Unique Glycerophospholipid Signature in Retinal Stem Cells Correlates with Enzymatic Functions of Diverse Long-Chain Acyl-CoA Synthetases

Abstract

Abstract Lipidomics is an emerging research field that comprehensively characterizes lipid molecular species and their metabolic regulation and biological roles. We performed the first lipidomics study on glycerophospholipids (GPLs) in adult mammalian retinal stem cells (RSCs) and non-RSC control cells. A unique GPL signature identified by electrospray ionization tandem mass spectrometry showed new prominent peaks of 16:0 (sn-1)-18:0 (sn-2) or 16:0–16:0 saturated fatty acids, instead of 18:0–20:4 or 18:0–22:6 polyunsaturated essential fatty acids, at 720 m/z of phosphatidylethanolamine, 764 m/z of phosphatidylserine, and 809 m/z of phosphatidylinositol in RSCs (sphere colony RSCs and enriched RSCs), but not in non-RSCs (retinal cells, ciliary cells, sphere colony-derived retinal cells, and nonretinal cells).
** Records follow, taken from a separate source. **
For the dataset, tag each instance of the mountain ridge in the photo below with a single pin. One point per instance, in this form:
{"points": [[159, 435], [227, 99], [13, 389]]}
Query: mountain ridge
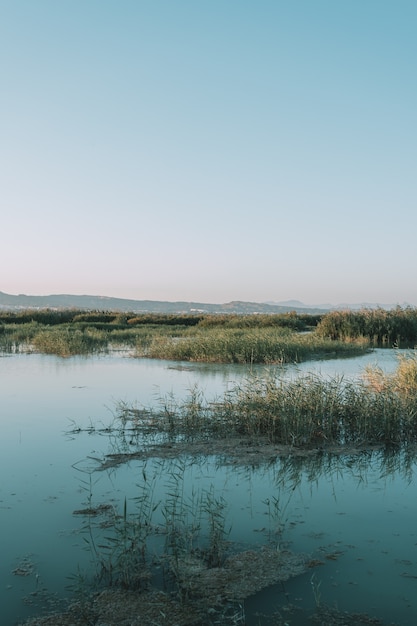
{"points": [[109, 303]]}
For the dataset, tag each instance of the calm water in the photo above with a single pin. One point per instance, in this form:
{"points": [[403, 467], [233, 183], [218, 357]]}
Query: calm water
{"points": [[362, 511]]}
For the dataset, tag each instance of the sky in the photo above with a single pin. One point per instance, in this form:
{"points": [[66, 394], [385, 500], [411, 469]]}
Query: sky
{"points": [[209, 150]]}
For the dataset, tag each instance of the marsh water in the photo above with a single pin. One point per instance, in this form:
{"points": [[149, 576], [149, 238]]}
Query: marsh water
{"points": [[356, 515]]}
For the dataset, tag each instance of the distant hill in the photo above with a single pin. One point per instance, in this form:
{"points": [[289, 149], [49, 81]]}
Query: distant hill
{"points": [[103, 303]]}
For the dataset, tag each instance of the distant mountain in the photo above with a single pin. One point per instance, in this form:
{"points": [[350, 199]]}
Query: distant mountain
{"points": [[296, 304], [103, 303]]}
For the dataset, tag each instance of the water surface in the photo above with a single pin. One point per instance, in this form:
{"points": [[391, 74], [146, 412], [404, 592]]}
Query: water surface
{"points": [[361, 510]]}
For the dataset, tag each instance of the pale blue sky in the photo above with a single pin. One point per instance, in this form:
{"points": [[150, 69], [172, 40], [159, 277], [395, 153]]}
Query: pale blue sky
{"points": [[209, 150]]}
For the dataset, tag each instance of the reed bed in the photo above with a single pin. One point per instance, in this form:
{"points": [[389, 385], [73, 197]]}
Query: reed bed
{"points": [[307, 411], [381, 327], [251, 345]]}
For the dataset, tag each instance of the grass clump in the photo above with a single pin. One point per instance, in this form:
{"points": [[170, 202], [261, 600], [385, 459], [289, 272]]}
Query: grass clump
{"points": [[381, 327], [308, 411], [251, 345]]}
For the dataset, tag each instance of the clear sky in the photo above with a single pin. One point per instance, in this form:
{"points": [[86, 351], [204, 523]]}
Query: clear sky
{"points": [[209, 150]]}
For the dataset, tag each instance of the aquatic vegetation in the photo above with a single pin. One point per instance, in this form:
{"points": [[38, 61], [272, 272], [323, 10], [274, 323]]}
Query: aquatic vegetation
{"points": [[307, 411], [251, 345], [396, 327]]}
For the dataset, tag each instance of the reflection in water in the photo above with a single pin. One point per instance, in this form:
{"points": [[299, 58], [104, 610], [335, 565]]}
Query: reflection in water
{"points": [[354, 514]]}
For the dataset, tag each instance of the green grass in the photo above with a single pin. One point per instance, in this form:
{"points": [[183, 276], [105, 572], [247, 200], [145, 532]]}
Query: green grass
{"points": [[211, 338], [248, 345], [308, 411], [381, 327]]}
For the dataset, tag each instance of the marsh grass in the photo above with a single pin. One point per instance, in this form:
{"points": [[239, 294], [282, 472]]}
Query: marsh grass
{"points": [[309, 410], [259, 345], [396, 327]]}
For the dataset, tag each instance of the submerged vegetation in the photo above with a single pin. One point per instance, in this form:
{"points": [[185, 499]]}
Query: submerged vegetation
{"points": [[379, 326], [212, 338], [280, 338], [174, 555]]}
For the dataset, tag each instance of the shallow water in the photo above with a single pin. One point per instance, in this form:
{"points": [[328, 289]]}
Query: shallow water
{"points": [[363, 513]]}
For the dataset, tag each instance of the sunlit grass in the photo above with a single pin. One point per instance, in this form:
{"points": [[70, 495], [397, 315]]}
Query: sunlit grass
{"points": [[249, 345], [305, 411]]}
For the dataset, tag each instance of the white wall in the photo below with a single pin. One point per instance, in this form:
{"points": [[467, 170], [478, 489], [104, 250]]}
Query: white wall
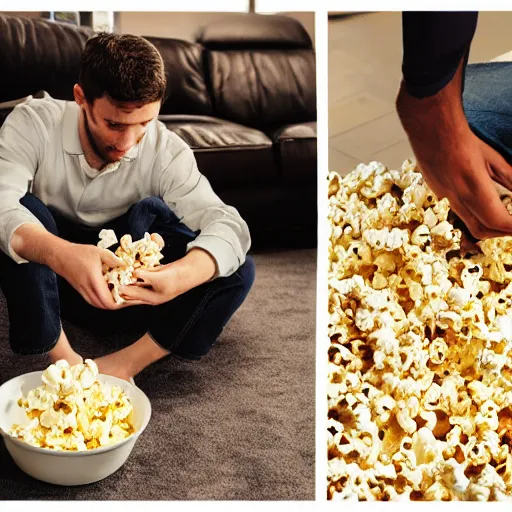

To seek whether the GPL signature was associated with long-chain acyl-CoA synthetase (LACS), a potential modulator of fatty acid profiles in de novo GPL synthesis, we analyzed gene expression, catabolic activity, substrate selectivity, and inhibitor sensitivity of diverse LACSs. LACSs in RSCs mediated less utilization by GPLs of polyunsaturated essential fatty acids, including arachidonic acid (20:4 [n-6], a second messenger in cell signaling), which was accompanied by lower plasma membrane fluidity in proliferating RSCs compared with differentiated non-RSCs. These novel findings suggest that LACS-associated GPL signature and cell membrane fluidity may participate in regulating proliferation versus differentiation in RSCs and, perhaps, other types of stem cells. Disclosure of potential conflicts of interest is found at the end of this article.